Aunque no existe tal cosa, la “piedra
filosofal” fue factor importante en los albores de la ciencia química. Se
trataba de una substancia imaginaria (a veces una piedra; otras un líquido) que
se consideraba tener el poder de transformar metales corrientes en oro.
La piedra fue objeto de búsqueda incesante
por los alquimistas, esos científicos supersticiosos precursores que fueron los
primeros químicos. Uno de los últimos hombres de talento en creer en la piedra filosofal
fue Jan Van Helmont (1577-1644),
fisiólogo, médico y químico flamenco.
Van Helmont fue, en consecuencia, hombre de
contradicciones. De una parte era científico del pasado que creía en
supersticiones y leyendas; de la otra, científico del futuro, observador
cuidadoso y experimentador acucioso.
Se le ha dado cucho crédito por haber
eliminado un obstáculo grave para el avance de la química: la incomprensión de
la naturaleza de los gases.
Fue Van Helmont quien creó la palabra “gas”,
adaptación de la palabra “caos”. En la mitología griega, caos era una condición
informe que precedía al cosmos, el estado organizado del universo.
Según el gran químico, el gas no era más que
otra forma del agua. Para Van Helmont todo lo existente era una u otra forma
del agua. Creía que el agua era el constituyente final de la materia, que según
él era indestructible.
En un experimento famoso, Van Helmont plantó
un sauce joven en una maceta con tierra. Regó el árbol que siguió creciendo.

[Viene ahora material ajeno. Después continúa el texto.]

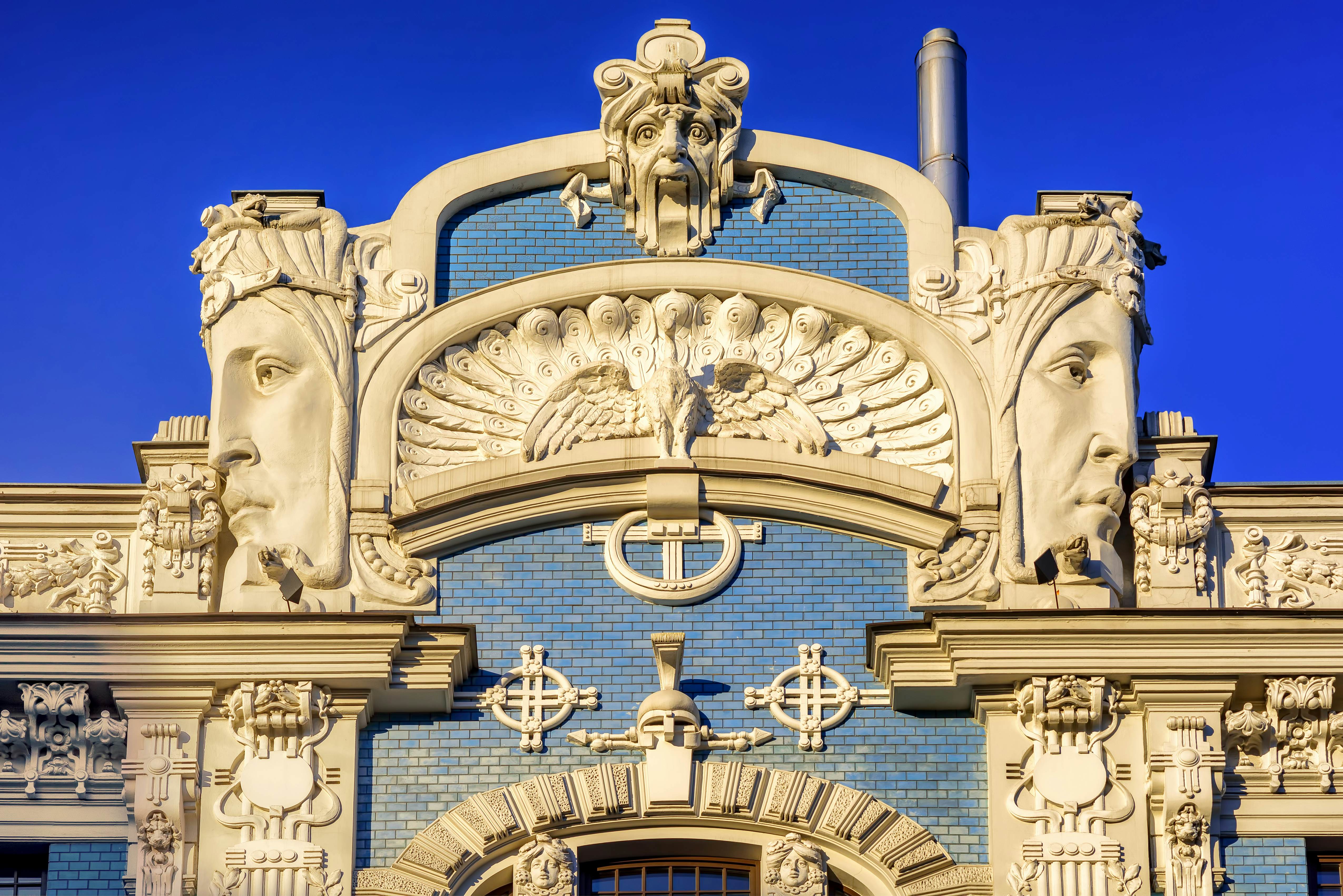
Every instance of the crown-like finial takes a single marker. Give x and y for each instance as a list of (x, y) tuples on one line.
[(672, 123)]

Después de cinco años pesó el árbol y la maceta y comprobó que pesaban 65 kilos
más que cuando sembró el árbol.
Estimó esto como prueba de que la materia
era básicamente agua, que había sido la única cosa que se había echado en la
maceta.
Aunque Van Helmont tuvo numerosas ideas
absurdas y equivocadas, fue él quien hizo que en el siglo XVII se enfocara la
atención científica en el problema de los gases. Fue también uno de los
primeros en utilizar la química en relación con la medicina. Uno de sus
tratamientos, por ejemplo, era dosificar ácidos con materias alcalinas.

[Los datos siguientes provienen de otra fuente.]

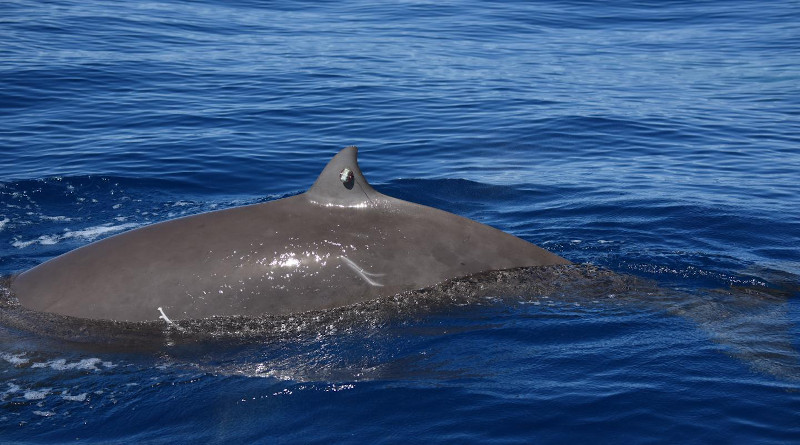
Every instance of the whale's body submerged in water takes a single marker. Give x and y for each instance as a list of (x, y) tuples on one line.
[(339, 243)]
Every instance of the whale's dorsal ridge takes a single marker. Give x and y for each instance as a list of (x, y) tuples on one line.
[(341, 182)]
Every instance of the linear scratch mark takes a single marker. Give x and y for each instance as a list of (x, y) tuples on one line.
[(361, 272)]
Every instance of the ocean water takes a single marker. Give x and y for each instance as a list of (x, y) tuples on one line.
[(656, 143)]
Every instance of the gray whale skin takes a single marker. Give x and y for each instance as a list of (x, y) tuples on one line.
[(339, 243)]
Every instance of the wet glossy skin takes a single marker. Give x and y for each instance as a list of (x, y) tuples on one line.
[(336, 244)]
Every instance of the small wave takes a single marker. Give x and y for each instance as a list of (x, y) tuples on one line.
[(15, 359), (32, 394), (87, 234), (88, 364)]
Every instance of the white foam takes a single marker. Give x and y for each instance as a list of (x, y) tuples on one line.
[(36, 395), (87, 234), (71, 398), (54, 218), (87, 364), (14, 359)]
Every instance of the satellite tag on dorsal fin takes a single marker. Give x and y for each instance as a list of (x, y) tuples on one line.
[(341, 182)]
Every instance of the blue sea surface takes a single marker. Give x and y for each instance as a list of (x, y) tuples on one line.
[(658, 140)]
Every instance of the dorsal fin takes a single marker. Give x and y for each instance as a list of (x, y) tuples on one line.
[(341, 182)]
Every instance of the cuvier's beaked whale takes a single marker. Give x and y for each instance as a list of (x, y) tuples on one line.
[(339, 243)]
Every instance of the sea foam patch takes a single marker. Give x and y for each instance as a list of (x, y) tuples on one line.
[(87, 234)]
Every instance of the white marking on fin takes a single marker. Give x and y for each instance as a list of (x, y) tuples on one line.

Van Helmont inició su carrera como médico,
pero llegó a disgustarse tanto con la práctica de la medicina en su tiempo que
abandonó la profesión. Sus críticas de la medicina eran irracionales: decía que
los médicos debilitaban a sus pacientes, sangrándolos, purgándolos y
haciéndoles sudar cuando debían hacer cuanto les fuera posible por
fortalecerlos si querían en verdad devolverles la salud.